Foued : Nos trois albums sont des concepts. Le premier racontait l’histoire d’un terroriste avec le premier titre qui était l’explosion avec la catastrophe que peut provoquer le suicide d’un "human bomb" et ensuite tout par quoi il est passé pour en arriver là avec les doutes, les questions et les problématiques, les injustices, etc... Ca, c’était le principe de "Burning Flesh". Assez dur dans les textes et dans l’histoire plus que dans la musique. J’avais vu une vidéo filmée par la police israélienne d’une Palestinienne qui est passée en Israël et s’est faite arrêter avant de se faire sauter. Au moment de son arrestation, elle dit à la police israélienne qui la filme : "je suis désolée, je ne voulais pas en fait, je regrette tellement le mal que j’aurais pu causer vous avez bien fait de m’arrêter". Là, on voit que la propagande peut, sur une personne un peu faible, déboucher sur un drame. Au moment où l’on a fait ce disque, c’était vraiment d’actualité. C’était la guerre en Irak, des attentats suicides en Afghanistan, pareil en Israël, donc il fallait vraiment que l’on marque notre histoire de cette pierre. Toujours autour du monde Arabe et de ses origines, "Hilal" raconte des légendes sumériennes qui est la première civilisation reconnue avant les Egyptiens et qui tire ses origines de la Perse donc un peu du monde arabe. Et là, cet album est très philosophique, beaucoup moins terre à terre que "Burning Flesh", nous voulions prendre du recul par rapport à ça car, à un moment, nous avons été taxés d’islamistes. Et nous sommes tout sauf pratiquants, nous sommes avant tout des témoins. On n’essaye pas d’envoyer un message politique à qui que se soit…

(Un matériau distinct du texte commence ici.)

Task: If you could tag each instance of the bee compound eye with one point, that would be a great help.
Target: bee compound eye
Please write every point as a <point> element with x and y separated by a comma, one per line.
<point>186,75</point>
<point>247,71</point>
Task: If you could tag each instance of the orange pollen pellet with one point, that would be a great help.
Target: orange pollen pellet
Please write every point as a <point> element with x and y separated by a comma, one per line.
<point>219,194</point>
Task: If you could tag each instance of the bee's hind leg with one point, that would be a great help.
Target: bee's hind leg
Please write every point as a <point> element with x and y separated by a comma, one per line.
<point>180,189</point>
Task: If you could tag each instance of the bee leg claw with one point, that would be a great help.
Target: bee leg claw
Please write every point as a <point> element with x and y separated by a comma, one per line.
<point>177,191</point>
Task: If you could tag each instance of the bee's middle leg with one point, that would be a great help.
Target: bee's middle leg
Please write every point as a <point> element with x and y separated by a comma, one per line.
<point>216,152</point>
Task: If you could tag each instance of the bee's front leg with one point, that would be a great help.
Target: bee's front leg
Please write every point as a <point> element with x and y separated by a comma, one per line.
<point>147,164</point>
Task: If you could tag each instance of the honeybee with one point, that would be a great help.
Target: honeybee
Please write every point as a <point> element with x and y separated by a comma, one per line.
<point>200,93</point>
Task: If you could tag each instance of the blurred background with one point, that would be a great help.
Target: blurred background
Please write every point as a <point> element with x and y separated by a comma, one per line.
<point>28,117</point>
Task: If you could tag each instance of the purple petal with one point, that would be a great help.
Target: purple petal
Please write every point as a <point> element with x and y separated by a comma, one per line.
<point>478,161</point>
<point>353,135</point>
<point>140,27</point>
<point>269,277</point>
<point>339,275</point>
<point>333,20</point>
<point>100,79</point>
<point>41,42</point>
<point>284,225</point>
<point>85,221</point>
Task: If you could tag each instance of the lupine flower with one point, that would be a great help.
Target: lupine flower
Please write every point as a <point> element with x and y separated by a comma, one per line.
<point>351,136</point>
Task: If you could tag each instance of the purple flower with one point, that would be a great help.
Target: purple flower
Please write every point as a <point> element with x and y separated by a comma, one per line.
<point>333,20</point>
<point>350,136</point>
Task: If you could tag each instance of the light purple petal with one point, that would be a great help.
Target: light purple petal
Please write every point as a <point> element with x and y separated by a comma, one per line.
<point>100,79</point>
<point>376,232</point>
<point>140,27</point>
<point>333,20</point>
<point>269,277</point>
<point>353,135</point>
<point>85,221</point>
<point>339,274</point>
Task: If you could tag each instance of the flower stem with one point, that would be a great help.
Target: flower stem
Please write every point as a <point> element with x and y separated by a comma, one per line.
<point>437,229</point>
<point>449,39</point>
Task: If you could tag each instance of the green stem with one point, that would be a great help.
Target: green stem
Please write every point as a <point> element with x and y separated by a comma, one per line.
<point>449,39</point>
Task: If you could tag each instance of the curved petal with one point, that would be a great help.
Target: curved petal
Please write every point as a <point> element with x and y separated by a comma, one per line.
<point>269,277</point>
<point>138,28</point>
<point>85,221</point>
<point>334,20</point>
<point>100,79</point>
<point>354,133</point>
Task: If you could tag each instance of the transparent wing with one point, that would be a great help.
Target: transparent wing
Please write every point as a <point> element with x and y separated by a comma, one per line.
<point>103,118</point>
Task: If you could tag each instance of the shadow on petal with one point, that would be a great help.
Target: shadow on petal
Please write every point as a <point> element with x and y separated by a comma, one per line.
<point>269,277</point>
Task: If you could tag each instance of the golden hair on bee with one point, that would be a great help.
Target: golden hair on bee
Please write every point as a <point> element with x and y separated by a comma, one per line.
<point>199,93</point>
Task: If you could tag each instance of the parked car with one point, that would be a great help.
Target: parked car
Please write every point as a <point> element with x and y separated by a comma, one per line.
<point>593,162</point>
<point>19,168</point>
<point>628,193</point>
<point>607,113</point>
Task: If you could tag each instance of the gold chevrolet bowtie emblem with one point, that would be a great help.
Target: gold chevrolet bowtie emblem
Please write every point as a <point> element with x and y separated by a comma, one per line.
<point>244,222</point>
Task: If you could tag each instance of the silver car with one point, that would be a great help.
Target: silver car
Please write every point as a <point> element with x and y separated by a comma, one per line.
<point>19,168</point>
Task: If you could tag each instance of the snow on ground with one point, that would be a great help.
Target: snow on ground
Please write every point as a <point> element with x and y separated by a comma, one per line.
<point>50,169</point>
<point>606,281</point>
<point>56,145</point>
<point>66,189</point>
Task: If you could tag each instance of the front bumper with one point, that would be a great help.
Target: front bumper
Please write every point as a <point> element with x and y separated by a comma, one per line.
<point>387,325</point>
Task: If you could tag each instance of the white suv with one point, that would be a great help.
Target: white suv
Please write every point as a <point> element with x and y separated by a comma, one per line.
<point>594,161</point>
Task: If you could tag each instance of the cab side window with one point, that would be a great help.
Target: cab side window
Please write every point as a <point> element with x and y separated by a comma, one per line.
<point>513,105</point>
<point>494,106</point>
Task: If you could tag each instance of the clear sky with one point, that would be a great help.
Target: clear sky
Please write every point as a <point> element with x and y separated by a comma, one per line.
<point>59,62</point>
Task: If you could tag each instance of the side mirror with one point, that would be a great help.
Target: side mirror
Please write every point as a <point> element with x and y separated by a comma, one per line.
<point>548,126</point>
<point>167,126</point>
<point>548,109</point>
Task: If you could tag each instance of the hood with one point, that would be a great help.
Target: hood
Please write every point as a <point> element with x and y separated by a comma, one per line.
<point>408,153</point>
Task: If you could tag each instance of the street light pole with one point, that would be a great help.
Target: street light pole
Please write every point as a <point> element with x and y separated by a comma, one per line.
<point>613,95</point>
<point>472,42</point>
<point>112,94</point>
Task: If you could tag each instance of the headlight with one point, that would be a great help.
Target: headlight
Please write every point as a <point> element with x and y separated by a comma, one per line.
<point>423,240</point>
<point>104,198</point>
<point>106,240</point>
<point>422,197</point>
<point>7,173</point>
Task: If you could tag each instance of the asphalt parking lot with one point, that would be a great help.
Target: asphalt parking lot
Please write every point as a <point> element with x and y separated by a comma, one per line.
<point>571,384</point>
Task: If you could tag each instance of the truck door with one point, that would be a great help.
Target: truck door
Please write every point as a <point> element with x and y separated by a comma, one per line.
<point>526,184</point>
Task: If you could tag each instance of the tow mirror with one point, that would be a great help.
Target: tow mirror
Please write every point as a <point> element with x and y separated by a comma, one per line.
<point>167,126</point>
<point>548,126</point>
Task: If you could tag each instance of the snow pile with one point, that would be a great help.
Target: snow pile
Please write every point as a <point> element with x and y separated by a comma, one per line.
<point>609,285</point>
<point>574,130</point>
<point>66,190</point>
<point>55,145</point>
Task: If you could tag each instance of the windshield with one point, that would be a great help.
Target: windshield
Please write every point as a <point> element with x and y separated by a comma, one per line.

Sarah et Foued (en chœur): nous voulons simplement raconter des histoires, des choses qui pourront plus tard devenir des témoignages de notre temps…

Foued : "Salam" qui veut dire "paix", c’est tout un concept autour de deux peuples qui vivent côte à côte, qui sont vraisemblablement cousins ou frères mais qui en fait se détestent depuis des générations sans savoir pourquoi. En fait, à un moment donné, alors qu’il y a une guerre et des morts, ils finissent par se retrouver et ils se rendent compte qu’ils ont plus de points communs que de points de divergences. C’est ce qui se passe un peu entre Israéliens et Palestiniens. Lors de cette tournée, Kobi Fahri, leader d’Orphaned Land, m’a répété ce qu’il m’avait déjà dit lors d’une première tournée faite avec eux : j’ai plus de points communs avec toi qu'avec n’importe qui sur cette planète comme j’ai plus de points communs avec mes amis palestiniens qu'avec n’importe qui sur cette planète, pourtant on se fait la guerre et cela nous dépasse. Nous avons voulu en fait apporter un message de paix, c’est vrai que cela peut-être un peu cul-cul, un peu "fleur bleue" et que cela peut froisser certains métalleux, mais on s’en fout.

Sarah : Pour nous, c’est d’actualité et c’est ce que nous avons eu envie de donner et de raconter.

Etes-vous satisfaits des retours concernant "Salam" (chroniques, ventes...) ?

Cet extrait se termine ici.